My solution: After using the program to stamp page numbers, I "save as" the document with a trailing "-p", and keep the original for later use. Thus I always have an alternative without the renderable text, as well as a pristine original in case I find that the pages need to be reordered and repaginated at a later date.
Posted by: M. Sean Fosmire | April 16, 2006 at 11:59 PM
Dear Sir,
Our Team have 5 Year's Experience in this Field's, and we have 10 system's & 25 Man Power 3 Shift's to Work with Good Quailty of 99.995 % Quality of Output. Is ther'e any Outsouring for Pdf to Doc.
Best Regard's
A.Shankar.
Aarks Solutions
Mob :- +919884332298.
Land Line :- +914443552298.
Posted by: A.Shankar | April 19, 2006 at 01:47 AM
Somebody always looking to make a buck.
Anyway, Readiris Pro 11 for OS X does a good job of OCR. It provides the text beneath the scanned image option for PDFs. I would recommend trying that out for 30 days and see if you are happy with the results. Acrobat is just too costly for me.
Posted by: Kurtois | April 21, 2006 at 12:32 AM
Cutepdf Professional is 49.95 and it does Bates stamping of PDF documents. www.cutepdf.com.
Posted by: Robert | May 13, 2006 at 09:38 PM
A reccomended workflow is to scan to TIFF, stamp number, convert to PDF, and then OCR. The number is part of the image, but is: 1) clear and usually gives a clean / accurate result; and 2) can easily be referenced and included as metadata (either keyword or custom document property) in the PDF.

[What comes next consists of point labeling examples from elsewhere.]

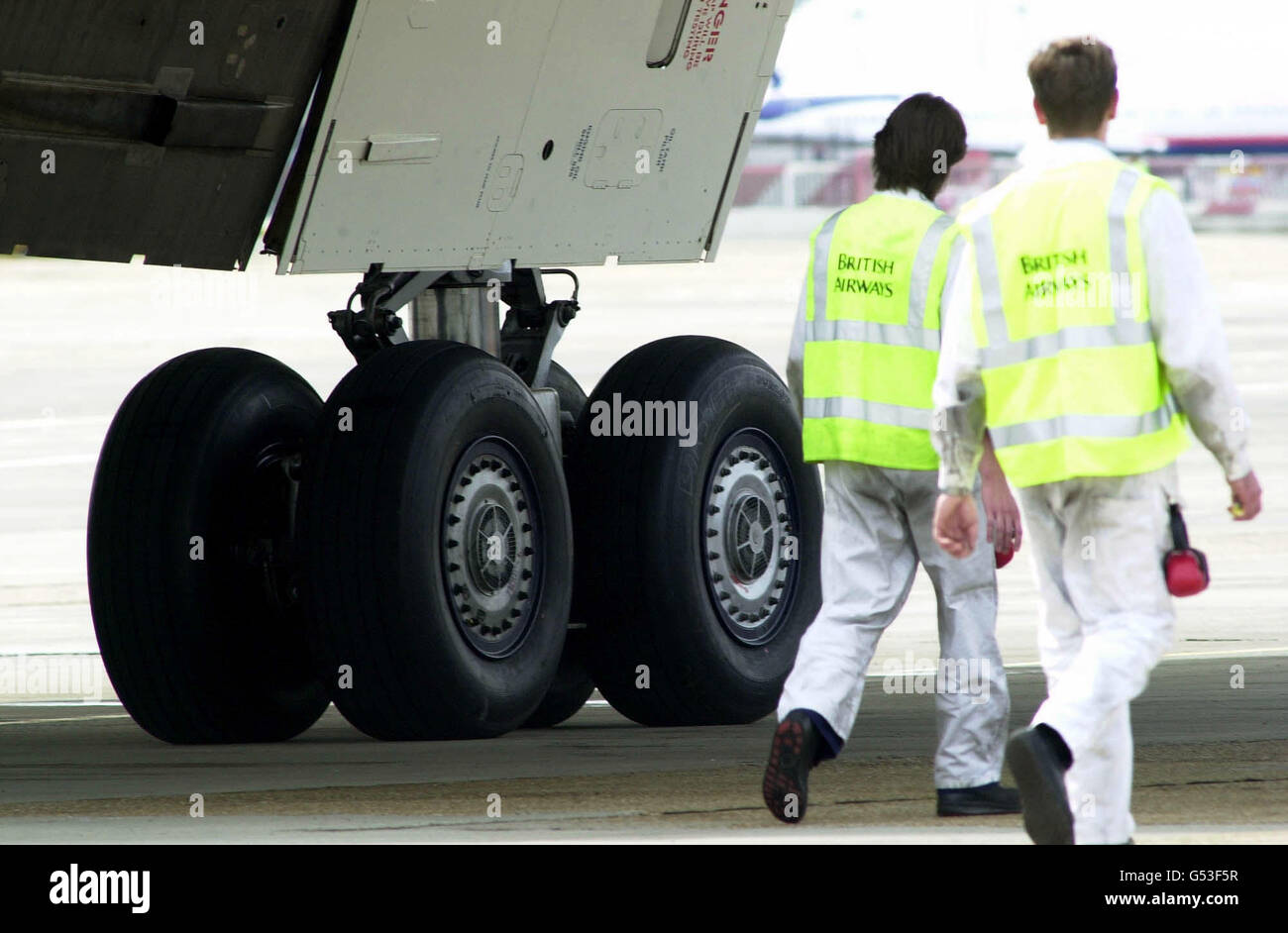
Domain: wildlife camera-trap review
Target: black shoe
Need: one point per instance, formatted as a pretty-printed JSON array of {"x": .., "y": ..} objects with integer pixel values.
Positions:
[
  {"x": 983, "y": 800},
  {"x": 791, "y": 756},
  {"x": 1038, "y": 760}
]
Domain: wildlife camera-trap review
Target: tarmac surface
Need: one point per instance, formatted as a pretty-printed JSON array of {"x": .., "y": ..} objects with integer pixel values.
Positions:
[{"x": 1212, "y": 760}]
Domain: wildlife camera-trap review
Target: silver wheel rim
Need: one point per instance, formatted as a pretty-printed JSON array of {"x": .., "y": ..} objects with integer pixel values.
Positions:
[
  {"x": 748, "y": 511},
  {"x": 490, "y": 547}
]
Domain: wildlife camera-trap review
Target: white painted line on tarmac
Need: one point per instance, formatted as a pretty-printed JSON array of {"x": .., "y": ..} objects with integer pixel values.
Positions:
[
  {"x": 54, "y": 421},
  {"x": 69, "y": 718},
  {"x": 69, "y": 460}
]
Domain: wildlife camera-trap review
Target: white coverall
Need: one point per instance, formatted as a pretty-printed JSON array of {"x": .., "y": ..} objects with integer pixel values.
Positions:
[
  {"x": 1098, "y": 543},
  {"x": 876, "y": 528}
]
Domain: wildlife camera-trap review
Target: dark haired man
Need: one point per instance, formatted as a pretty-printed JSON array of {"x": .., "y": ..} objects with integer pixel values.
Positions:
[
  {"x": 1077, "y": 331},
  {"x": 862, "y": 365}
]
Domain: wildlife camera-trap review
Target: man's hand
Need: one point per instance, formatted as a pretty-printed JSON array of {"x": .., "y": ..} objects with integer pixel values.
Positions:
[
  {"x": 1245, "y": 497},
  {"x": 1003, "y": 514},
  {"x": 956, "y": 524}
]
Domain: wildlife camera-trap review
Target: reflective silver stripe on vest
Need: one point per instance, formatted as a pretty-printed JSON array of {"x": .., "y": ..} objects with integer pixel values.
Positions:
[
  {"x": 822, "y": 250},
  {"x": 922, "y": 267},
  {"x": 872, "y": 332},
  {"x": 990, "y": 283},
  {"x": 913, "y": 334},
  {"x": 1119, "y": 262},
  {"x": 1085, "y": 426},
  {"x": 1080, "y": 338},
  {"x": 876, "y": 412}
]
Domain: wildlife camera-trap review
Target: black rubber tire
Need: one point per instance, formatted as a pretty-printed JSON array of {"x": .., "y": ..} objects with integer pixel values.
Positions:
[
  {"x": 198, "y": 650},
  {"x": 640, "y": 529},
  {"x": 373, "y": 517},
  {"x": 574, "y": 683}
]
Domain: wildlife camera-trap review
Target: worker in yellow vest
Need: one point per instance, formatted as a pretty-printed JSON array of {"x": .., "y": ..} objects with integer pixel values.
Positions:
[
  {"x": 862, "y": 365},
  {"x": 1077, "y": 331}
]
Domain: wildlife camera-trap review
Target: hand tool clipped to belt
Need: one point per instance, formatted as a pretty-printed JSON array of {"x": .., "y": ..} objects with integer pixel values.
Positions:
[{"x": 1184, "y": 567}]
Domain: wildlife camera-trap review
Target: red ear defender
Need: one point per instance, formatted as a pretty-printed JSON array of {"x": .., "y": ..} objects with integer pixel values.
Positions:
[{"x": 1184, "y": 567}]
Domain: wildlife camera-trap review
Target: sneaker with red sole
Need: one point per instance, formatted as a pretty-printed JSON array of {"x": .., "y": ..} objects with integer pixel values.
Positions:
[{"x": 793, "y": 753}]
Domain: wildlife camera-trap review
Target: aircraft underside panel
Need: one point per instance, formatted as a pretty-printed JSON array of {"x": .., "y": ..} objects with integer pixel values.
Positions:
[
  {"x": 460, "y": 134},
  {"x": 154, "y": 128}
]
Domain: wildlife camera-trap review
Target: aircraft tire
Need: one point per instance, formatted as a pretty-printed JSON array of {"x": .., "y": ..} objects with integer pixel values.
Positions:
[
  {"x": 189, "y": 545},
  {"x": 697, "y": 567},
  {"x": 437, "y": 545},
  {"x": 572, "y": 684}
]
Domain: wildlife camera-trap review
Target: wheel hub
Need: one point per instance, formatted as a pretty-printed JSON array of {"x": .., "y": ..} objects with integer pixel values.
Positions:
[
  {"x": 490, "y": 547},
  {"x": 750, "y": 514}
]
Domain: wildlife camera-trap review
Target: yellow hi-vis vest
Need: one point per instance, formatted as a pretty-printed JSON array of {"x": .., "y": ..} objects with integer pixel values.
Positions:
[
  {"x": 872, "y": 332},
  {"x": 1072, "y": 378}
]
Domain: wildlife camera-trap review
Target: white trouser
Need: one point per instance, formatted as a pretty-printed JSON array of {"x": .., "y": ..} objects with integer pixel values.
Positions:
[
  {"x": 1107, "y": 618},
  {"x": 876, "y": 527}
]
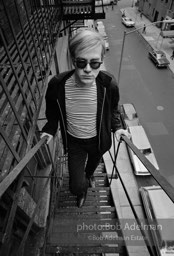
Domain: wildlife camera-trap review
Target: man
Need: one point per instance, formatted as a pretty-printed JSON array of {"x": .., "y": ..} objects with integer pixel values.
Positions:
[{"x": 85, "y": 101}]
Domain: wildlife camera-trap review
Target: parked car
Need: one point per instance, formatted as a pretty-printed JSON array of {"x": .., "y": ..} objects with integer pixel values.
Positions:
[
  {"x": 159, "y": 58},
  {"x": 100, "y": 25},
  {"x": 128, "y": 22},
  {"x": 159, "y": 210},
  {"x": 140, "y": 140},
  {"x": 129, "y": 115},
  {"x": 106, "y": 42}
]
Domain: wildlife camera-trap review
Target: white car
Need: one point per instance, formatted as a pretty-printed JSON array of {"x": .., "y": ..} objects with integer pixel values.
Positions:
[
  {"x": 128, "y": 22},
  {"x": 140, "y": 140},
  {"x": 106, "y": 42},
  {"x": 100, "y": 25},
  {"x": 129, "y": 115},
  {"x": 159, "y": 210}
]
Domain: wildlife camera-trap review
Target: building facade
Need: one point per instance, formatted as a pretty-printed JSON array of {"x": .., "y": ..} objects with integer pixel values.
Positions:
[{"x": 157, "y": 10}]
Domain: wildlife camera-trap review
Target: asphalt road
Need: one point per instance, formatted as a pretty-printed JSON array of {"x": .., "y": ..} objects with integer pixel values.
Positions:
[{"x": 151, "y": 90}]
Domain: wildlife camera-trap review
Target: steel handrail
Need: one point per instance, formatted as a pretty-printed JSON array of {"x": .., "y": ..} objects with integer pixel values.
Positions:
[
  {"x": 8, "y": 180},
  {"x": 165, "y": 185}
]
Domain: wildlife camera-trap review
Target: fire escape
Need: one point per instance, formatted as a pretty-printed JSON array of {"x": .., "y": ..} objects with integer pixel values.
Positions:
[{"x": 30, "y": 31}]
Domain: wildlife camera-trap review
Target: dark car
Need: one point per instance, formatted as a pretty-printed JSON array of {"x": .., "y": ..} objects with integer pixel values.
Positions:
[
  {"x": 159, "y": 58},
  {"x": 129, "y": 115}
]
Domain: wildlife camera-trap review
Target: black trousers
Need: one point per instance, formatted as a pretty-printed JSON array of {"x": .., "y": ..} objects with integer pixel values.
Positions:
[{"x": 83, "y": 159}]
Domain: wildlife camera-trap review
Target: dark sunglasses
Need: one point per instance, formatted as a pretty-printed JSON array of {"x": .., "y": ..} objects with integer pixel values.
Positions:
[{"x": 80, "y": 63}]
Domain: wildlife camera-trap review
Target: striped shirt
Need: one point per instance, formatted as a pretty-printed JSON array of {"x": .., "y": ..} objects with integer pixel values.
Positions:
[{"x": 81, "y": 109}]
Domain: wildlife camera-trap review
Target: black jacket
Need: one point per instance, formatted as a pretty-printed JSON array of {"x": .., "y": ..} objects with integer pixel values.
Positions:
[{"x": 108, "y": 117}]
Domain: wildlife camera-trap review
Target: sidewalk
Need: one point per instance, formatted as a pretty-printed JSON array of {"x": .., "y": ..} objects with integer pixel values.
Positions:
[{"x": 152, "y": 35}]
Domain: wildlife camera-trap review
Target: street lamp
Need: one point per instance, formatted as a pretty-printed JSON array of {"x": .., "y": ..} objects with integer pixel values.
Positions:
[{"x": 132, "y": 31}]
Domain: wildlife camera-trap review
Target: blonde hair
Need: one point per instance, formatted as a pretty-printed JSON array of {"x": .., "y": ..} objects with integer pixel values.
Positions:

Posted by: Noah Katz | June 01, 2006 at 11:24 AM
DMI is a document management company that specializes in high volume PDF conversion from paper and microfilm / microfiche. We have had this and several other problems when trying to convert high volumes of images (10's or 100's of thousands) into fully text searchable PDF using Adobe products. Finally, out of frustration, we wrote our own conversion tools which are extremely accurate, FAST and reliable. Although not currently retail ready due to licensing issues, we will perform PDF conversion from TIFF images using our software for an extremely reasonable rate. We have a server bank capable of doing about 30,000 images per day to full text PDF from TIFF. Please EMAIL me or call (1-800-DMI-4210) if interested or if I can be of assitance in any other way. Thank you!

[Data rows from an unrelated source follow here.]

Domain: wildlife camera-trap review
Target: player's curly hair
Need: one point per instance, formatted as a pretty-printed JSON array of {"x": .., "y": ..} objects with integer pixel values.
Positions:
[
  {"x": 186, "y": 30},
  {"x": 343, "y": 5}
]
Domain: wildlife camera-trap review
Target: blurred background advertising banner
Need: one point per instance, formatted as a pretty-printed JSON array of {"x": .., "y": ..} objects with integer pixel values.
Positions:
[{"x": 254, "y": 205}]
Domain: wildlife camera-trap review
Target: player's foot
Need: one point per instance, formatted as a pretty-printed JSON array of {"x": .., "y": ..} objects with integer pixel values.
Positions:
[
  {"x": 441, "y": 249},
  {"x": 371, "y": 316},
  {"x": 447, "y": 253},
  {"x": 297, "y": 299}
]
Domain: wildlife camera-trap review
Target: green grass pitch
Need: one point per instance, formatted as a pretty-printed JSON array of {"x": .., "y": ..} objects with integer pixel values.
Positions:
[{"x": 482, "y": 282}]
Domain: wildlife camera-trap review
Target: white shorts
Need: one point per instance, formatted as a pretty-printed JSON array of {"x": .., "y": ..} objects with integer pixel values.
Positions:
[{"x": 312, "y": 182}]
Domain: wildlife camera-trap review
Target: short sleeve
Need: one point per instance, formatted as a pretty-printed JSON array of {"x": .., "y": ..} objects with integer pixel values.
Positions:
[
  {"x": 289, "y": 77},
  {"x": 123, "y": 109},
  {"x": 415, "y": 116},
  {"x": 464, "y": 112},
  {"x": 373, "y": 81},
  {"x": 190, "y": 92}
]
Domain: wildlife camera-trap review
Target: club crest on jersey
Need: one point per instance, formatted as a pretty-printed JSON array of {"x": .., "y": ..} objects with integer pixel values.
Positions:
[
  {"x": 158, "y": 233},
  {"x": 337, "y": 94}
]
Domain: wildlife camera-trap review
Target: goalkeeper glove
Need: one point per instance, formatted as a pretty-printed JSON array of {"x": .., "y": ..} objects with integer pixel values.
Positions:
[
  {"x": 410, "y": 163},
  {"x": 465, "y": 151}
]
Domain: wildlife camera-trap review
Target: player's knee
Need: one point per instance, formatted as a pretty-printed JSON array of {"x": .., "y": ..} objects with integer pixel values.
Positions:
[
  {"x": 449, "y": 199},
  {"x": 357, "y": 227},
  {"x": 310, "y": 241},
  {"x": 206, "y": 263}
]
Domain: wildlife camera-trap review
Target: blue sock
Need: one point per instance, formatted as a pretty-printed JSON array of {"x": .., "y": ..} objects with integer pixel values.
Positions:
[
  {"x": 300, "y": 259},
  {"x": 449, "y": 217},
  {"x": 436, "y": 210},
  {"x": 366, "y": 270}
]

Posted by: William Swezey | June 01, 2006 at 12:19 PM
I have also run into this problem (trying to OCR a document that has some rendered text already on the target pages). This really is an annoying situation and I wish that there was some way to direct Acrobat to OCR user-designated page regions the way some scan programs will allow you to designate which part of the page to scan/OCR. I work in the energy industry and constantly access large filing documents posted to our regulator's site (www.ferc.gov). Since major filings are still made in paper, FERC scans some these submittals to tif and then converts them to non-text searchable pdf files. FERC places a (text recognized) doc info strip on the document. When we try to OCR these pages we get the dreaded messsage referenced in this forum thread.
After lots of tinkering we have found a workaround for this problem although it does come with some processing costs. The soluton is to try to convert the entire file back to a completely non-text searchable document and then run the OCR operations on that.
After opening one of these "mixed" files in Acrobat, select File>Print from the Acrobat menu and then choose Adobe printer as the target printer. At the bottom of the Print dialog box is a button labeled "Advanced." Selecting this opens another dialog box. In the upper portion of the dialog box is a checkbox "Print As Image" Activate this box, being mindful of the default resolution displayed (change it if you like). Close the Advanced box, return to the Print dialog box and then press Print. The resulting pdf file is now all NON-text-searchable. At this point simply run the OCR operations again to make the entire file text searchable.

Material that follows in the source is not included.